Fritz Haller - Switzerland
Cantonal School Baden
Seminarstrasse 3, Baden
1962 - 1964

This building complex is the result of an open architectural competition, which was carried out in 1957 and which saw 87 proposals submitted.
In the second round of the competition the jury decided in favor of the proposal by Fritz Haller. He himself emphasized, that in these buildings there is not even
a gram of material wasted. Proportions instead of ornaments was one of the principles adopted.
The five modernist volumes made of steel, glass and brick
constructed according to a modular system between 1962 and 1964. With these buildings according to the design by Fritz Haller, the right bank of
the small city of Baden received its own city crown.

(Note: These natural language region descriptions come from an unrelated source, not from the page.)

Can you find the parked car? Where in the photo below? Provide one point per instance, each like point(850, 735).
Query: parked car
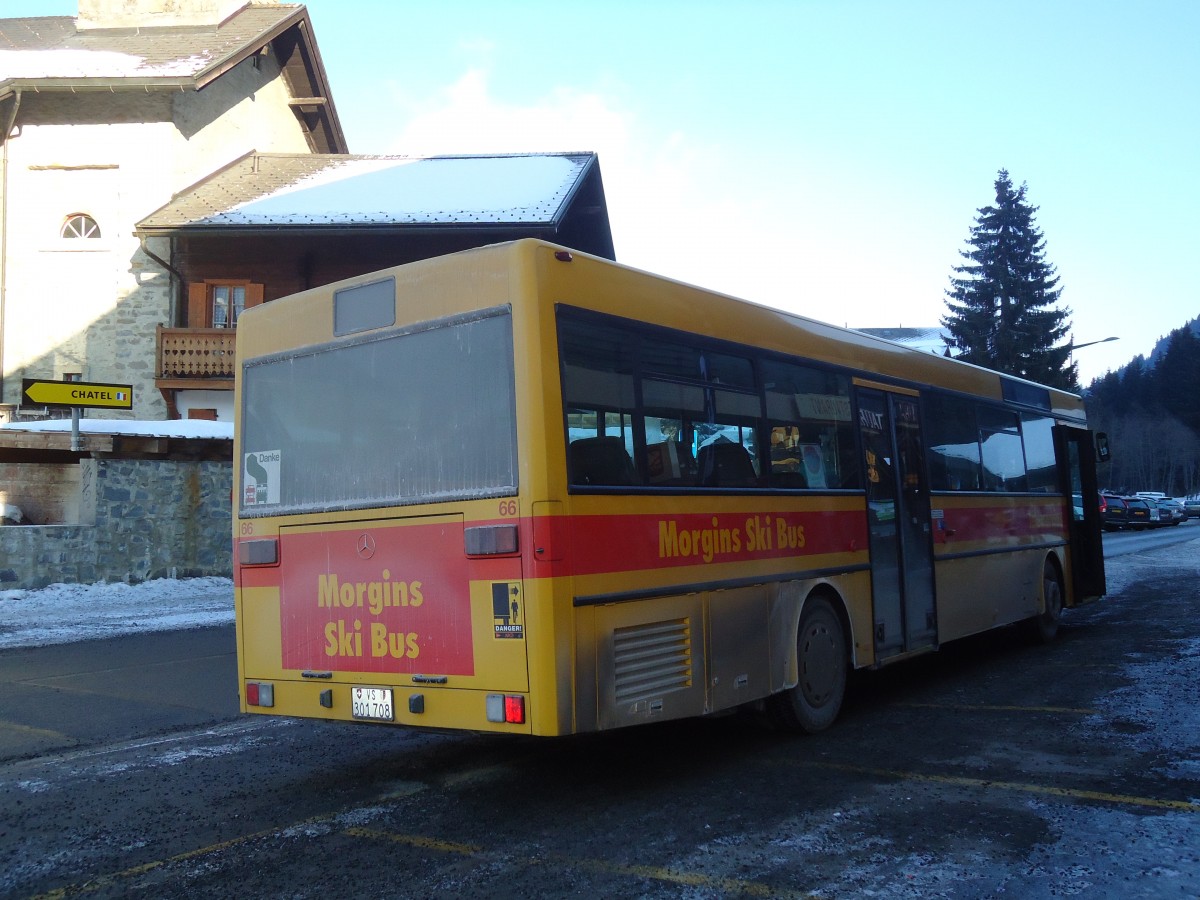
point(1170, 513)
point(1114, 513)
point(1140, 514)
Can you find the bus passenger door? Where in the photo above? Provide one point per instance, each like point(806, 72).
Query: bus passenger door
point(1077, 471)
point(899, 520)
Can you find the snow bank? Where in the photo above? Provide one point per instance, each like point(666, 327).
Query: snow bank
point(61, 613)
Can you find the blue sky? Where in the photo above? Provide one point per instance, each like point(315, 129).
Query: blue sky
point(825, 157)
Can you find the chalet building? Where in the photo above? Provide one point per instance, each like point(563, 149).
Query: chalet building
point(105, 118)
point(270, 225)
point(166, 163)
point(163, 166)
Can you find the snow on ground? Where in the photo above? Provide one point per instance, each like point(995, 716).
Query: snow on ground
point(61, 613)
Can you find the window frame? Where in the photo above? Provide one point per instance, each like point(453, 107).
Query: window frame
point(201, 300)
point(94, 233)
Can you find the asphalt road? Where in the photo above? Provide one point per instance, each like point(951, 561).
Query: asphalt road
point(991, 768)
point(73, 695)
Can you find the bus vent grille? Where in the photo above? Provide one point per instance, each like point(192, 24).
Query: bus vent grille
point(652, 659)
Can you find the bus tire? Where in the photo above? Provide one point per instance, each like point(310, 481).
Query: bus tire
point(821, 661)
point(1043, 628)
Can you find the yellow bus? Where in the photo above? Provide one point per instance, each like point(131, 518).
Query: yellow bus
point(523, 490)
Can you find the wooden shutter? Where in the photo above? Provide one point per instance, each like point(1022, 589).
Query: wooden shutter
point(199, 312)
point(253, 295)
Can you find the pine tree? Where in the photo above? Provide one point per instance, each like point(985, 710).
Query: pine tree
point(1003, 300)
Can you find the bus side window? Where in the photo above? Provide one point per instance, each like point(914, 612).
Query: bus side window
point(601, 461)
point(811, 431)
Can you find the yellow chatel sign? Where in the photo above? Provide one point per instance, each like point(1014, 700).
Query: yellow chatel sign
point(91, 395)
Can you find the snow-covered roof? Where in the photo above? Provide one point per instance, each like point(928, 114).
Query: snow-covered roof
point(931, 340)
point(305, 190)
point(144, 52)
point(198, 429)
point(52, 48)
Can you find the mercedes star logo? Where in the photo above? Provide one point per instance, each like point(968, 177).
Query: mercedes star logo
point(366, 546)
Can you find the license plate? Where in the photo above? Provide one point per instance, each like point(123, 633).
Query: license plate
point(373, 703)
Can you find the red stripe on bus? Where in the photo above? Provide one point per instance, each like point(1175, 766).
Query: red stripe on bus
point(630, 543)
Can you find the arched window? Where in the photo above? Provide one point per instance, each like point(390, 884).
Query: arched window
point(79, 225)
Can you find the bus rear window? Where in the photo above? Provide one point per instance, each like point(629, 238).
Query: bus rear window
point(415, 415)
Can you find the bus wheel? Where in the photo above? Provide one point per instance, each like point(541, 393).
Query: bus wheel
point(821, 659)
point(1043, 628)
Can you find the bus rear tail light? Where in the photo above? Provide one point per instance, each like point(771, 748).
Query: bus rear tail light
point(264, 551)
point(507, 708)
point(259, 694)
point(490, 540)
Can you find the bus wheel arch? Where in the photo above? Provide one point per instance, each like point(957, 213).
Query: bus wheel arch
point(822, 663)
point(1043, 627)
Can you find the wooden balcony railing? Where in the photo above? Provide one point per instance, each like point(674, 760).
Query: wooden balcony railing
point(195, 353)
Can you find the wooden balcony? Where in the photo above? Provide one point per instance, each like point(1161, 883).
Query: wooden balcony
point(195, 359)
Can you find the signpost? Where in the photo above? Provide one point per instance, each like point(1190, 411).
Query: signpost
point(76, 396)
point(70, 395)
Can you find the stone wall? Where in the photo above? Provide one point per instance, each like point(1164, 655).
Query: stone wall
point(154, 519)
point(46, 492)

Fritz Haller developed the buildings on the basis of the mentioned grid and chose a dimension between axes of eight meters. He divided this measurement for
the second level of hierarchy in an undersize of two meters. All five buildings are based on these eight meters axle dimensions, while the building site was
further structured into three zones. These are the wide central zone with forecourt, main building and auditorium wing and the two lateral zones separated by tree-lined avenues.
 On the right side this lateral zone contains the sports facilities, while the wings for the teaching of the natural sciences and the wings for teaching creativity are to be found on
the opposite side. This zoning should be maintained also for future expansion on the east side of the rear area. The grid is omnipresent, it is to be found in the floor panels of
the forecourt as well as in the ceiling trim or in the window partitions. Form and shape of this architecture are related to the designs by Ludwig Mies van der Rohe.
Between Mies' project for the campus of the IIT (Illinois Institute of Technology) in Chicago and the comparatively small Cantonal School Campus in Baden there
are numerous analogies.

The north-facing physic tract was sited very adept by Fritz Haller, it is positioned in front of the other buildings by the length of one building, so that a semi-enclosed space
situation arises which at least visually forecloses the school operating from the bustle at the bridgehead. The fully glazed ground floor of the main building is offset
by half a bay inwards, creating a covered school court area. The large hall is used for staying and for circulation, which is made by a centrally positioned core consisting
of two large steel stairs and the toilet facilities. On the three upper floors are located
18 classrooms to the west and east side, the teachers' rooms, drawing rooms
and equipment rooms. The comparatively small classroom contrast with the generous spaces of the circulation area. Counting the area of the hall with staircase and
the toilet facilities these together achieve the same extent as the classrooms. This was a major concern of Fritz Haller, who actually wanted to build no classrooms at all,
but pleaded for an experimental school with open teaching halls. Fritz Haller consciously created spatial connections, for example by using the same flooring material
for the forecourt and the hall of the main building or by endowing the classrooms with glass doors which allow a relation between exterior space, classrooms
and common areas. The gym building gives the feeling of being in a covered outdoor area, while the daylight floods the side wings, which are lowered by half a storey.

The first construction stage of the cantonal school Baden is to be understood as an open and transparent school. The campus was obscured

by cumbersome extensions in the years
1972-1977.  The buildings by Fritz Haller were comprehensively rehabilitated in an exemplary way in terms
of preservation and building ecology by the architects Zulauf & Schmidlin in the years 2005 - 2007.